Stay with Me (Wait for You, #3)(48)



His smile spread. “Since this is the first time you’ve ever been drunk, I’m gonna say four shots is pretty damn good.”

“Tequila is like a long-lost, not so annoying friend.” I squeezed the bottle in my arms, pressing it against my chest. “I really like tequila.”

“We’ll see how you feel in the morning. Why don’t you hand over the bottle?”

A frown pulled at my mouth. “But I like it. You can’t take that from me.”

Jax leaned forward, chuckling. “I’m not going to hurt the bottle, Calla.”

“Maybe I want another shot.”

“I don’t think that’s a good idea.”

I tried to pull off a pissy look, but I think all I ended up doing was crossing my eyes. Sighing loudly, I eased up on my bottle death hold.

He gently pried the bottle out of my grasp and placed it on the coffee table, just out of my reach. I immediately missed the golden bottle of happiness, and I thought I should sit up and retrieve it, but again, effort. When his gaze settled back on me, his grin made me feel funny in my chest and in my tummy.

And in lots of other places that made me giggle.

“So back to the things you haven’t done.” He leaned back against the couch, obviously not feeling as good as I was. We’d gone over most of what I hadn’t done in my twenty-one years of life, a staggering list of embarrassing material, but I didn’t care. I liked how he grinned each time I’d told him what I hadn’t done and how this look would creep into his striking face, like he was coming up with something clever. “Never felt sand on your toes?” he added.

I shook my head. I thought I did. “I have plans. My plans don’t involve those things.”

“What are your plans?”

“They’re the Three F’s.”

His brows rose. “Three F’s?”

“Yep!” I shouted and then I said much lower and in a much more serious voice. “Finish college. Find a career in the nursing field. Aaannnd finally reap the benefits of following through on something.” I paused, curling my upper lip. “Though I’m not sure on the following through part. I kind of follow through on most things, but there’s not a lot of things that start with the letter F that would involve planning, so . . .”
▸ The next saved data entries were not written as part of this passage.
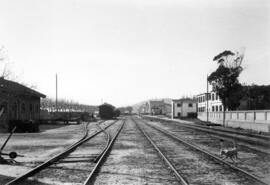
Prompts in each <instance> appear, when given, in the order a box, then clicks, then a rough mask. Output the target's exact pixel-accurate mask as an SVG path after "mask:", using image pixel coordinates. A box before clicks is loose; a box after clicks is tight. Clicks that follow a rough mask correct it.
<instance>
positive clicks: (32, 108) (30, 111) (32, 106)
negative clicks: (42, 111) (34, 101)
mask: <svg viewBox="0 0 270 185" xmlns="http://www.w3.org/2000/svg"><path fill="white" fill-rule="evenodd" d="M29 110H30V112H32V111H33V105H32V104H31V103H30V105H29Z"/></svg>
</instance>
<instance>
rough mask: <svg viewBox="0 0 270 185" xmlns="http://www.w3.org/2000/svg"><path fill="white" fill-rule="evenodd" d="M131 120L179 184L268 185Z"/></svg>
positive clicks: (174, 136) (194, 146)
mask: <svg viewBox="0 0 270 185" xmlns="http://www.w3.org/2000/svg"><path fill="white" fill-rule="evenodd" d="M133 120H134V119H133ZM134 121H135V123H136V124H137V126H138V128H139V129H140V130H141V132H142V133H143V134H144V135H145V137H146V138H147V139H148V140H149V142H150V143H151V144H152V145H153V146H154V148H155V149H156V150H157V151H158V153H159V155H160V156H161V158H162V159H163V160H164V161H165V162H166V163H167V164H168V166H169V167H170V168H171V169H172V171H173V172H174V174H175V176H176V177H177V179H179V182H180V183H181V184H225V183H231V184H264V185H265V184H268V183H266V182H264V181H262V180H261V179H260V178H258V177H256V176H254V175H252V174H250V173H248V172H246V171H244V170H242V169H240V168H238V167H236V166H234V165H232V164H230V163H228V162H226V161H224V160H222V159H221V158H219V157H216V156H215V155H213V154H211V153H210V152H208V151H205V150H203V149H201V148H200V147H198V146H196V145H194V144H191V143H188V142H186V141H184V140H182V139H180V138H179V137H177V136H175V135H173V134H172V133H170V132H168V131H165V130H163V129H160V128H157V127H154V126H152V125H149V124H148V123H146V122H142V121H141V120H140V124H139V123H138V120H134Z"/></svg>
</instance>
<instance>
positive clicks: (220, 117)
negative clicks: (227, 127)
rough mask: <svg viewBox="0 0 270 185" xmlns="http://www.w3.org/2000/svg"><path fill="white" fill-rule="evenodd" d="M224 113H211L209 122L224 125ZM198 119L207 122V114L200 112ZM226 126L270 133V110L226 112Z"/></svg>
mask: <svg viewBox="0 0 270 185" xmlns="http://www.w3.org/2000/svg"><path fill="white" fill-rule="evenodd" d="M223 117H224V116H223V112H209V113H208V121H210V122H213V123H218V124H223ZM198 118H199V119H200V120H202V121H207V113H206V112H198ZM225 124H226V125H225V126H232V127H240V128H248V129H251V130H257V131H264V132H269V131H270V110H247V111H226V112H225Z"/></svg>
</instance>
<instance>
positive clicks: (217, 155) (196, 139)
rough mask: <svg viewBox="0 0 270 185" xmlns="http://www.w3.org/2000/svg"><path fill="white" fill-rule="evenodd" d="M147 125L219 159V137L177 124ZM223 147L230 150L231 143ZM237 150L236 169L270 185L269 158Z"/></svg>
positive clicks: (155, 123) (258, 153)
mask: <svg viewBox="0 0 270 185" xmlns="http://www.w3.org/2000/svg"><path fill="white" fill-rule="evenodd" d="M149 123H151V124H153V125H156V126H160V127H161V128H163V129H166V130H168V131H171V132H173V133H174V134H175V135H177V136H178V137H180V138H182V139H184V140H186V141H189V142H191V143H195V144H196V145H197V146H199V147H201V148H203V149H205V150H207V151H209V152H210V153H212V154H215V155H216V156H218V157H220V141H219V140H220V138H219V137H216V136H213V135H211V134H207V133H205V132H199V131H195V130H191V129H186V128H184V127H181V126H180V125H179V124H172V123H171V124H169V123H164V122H149ZM224 146H225V148H231V147H233V143H232V142H231V141H228V140H227V141H226V140H225V142H224ZM237 148H238V157H239V160H238V162H237V163H236V165H237V167H239V168H241V169H243V170H246V171H247V172H249V173H252V174H254V175H256V176H257V177H259V178H261V179H262V180H264V181H265V182H268V183H269V184H270V156H269V155H266V154H262V153H260V152H257V151H255V150H252V149H250V148H248V147H244V146H240V145H237ZM254 148H256V146H254ZM227 161H228V162H231V160H230V159H227Z"/></svg>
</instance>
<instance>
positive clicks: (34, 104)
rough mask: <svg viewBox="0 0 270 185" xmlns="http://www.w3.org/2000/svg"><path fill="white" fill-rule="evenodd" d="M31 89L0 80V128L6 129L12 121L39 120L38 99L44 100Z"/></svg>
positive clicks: (27, 87) (34, 91) (43, 97)
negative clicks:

He grinned. “So that’s it? Your big plans are basically finish college and find a job?”

“Yeppers peppers and pandas!”

He shook his head at me. “Honey, that’s not much.”

I started to tell him that was everything, but then I thought about it, and it must’ve been the tequila, because I thought he was right.

And then I said, “You were my first kiss.”

“We need to get—wait.” The easy, lazy grin slipped right off his face. “What?”

At first I didn’t realize what I said to him, so I had no idea why he was staring at me like I’d said something crazy. Then I realized what I had admitted and . . . yeah, I didn’t care that I’d blurted out that little humiliating factoid.

Tequila was awesome.

“I’d never been kissed before,” I told him.

One dark brown eyebrow rose. “At all?”

I shook my head. Or I kind of wiggled on the floor.

His brown eyes widened. “You’re twenty-one and you’ve never . . .” The look on his face got even better as his gaze flitted to the ceiling, as if he were praying to the heavens.

Feeling a little weird lying down now, I forced myself to sit up. The room spun for a second and my stomach dipped precariously. I did not like that feeling—the spinning—but it settled quickly and then I was staring at Jax.

Gosh, he was so . . . so good-looking. The longer I stared at him I realized it wasn’t so much a conventional hotness. Some might think his lips were too full or his brows too thick, but he did it for me. He made me wish I was . . .

I really needed to stop thinking about his hotness, because low in my belly, my muscles were tightening and my breasts felt heavy.

Jax tilted his head toward me, his expression odd. “Damn, honey, that wasn’t even a real kiss.”

“Oh,” I whispered.

Oh.

Dipping my chin, I let that settle in, and though it didn’t make it very far through the tequila haze, there was still a pinching deep in my chest, a feeling of things settling into place where they should be. Of course.

“What?” Jax asked.

I’d said that out loud. Lifting my gaze, I focused on his shoulder. I felt a little stupid for thinking that it had been a real kiss. I mean, he barely knew me now, but then, he’d only known me for a few days. And boys like him—guys who looked like him and talked like him and walked like him . . . and breathed like him, didn’t kiss girls like me. Not girls who looked like me, and who grew up pulling the white in white trash.

“Calla? You feeling okay?”

The concern in his voice tugged at the pinch in my chest. “I . . . I still like tequila.”

There was a pause and Jax burst into laughter. “Wait until you try vodka.”

“Mmm. Russians.”

Jax grinned. “And you can’t forget about the whiskey.”

“Whiskey?” I gasped, eyes going wide as I clasped my hands under my chin. I was beginning to realize I was a bit overdramatic when I drank or I was sobering up. “No. Not whiskey. Mom used to drink whiskey and things . . . yeah, she would be really happy or really sad.” I rose to my knees, pushing my hair back over my shoulders. “Is it hot in here?”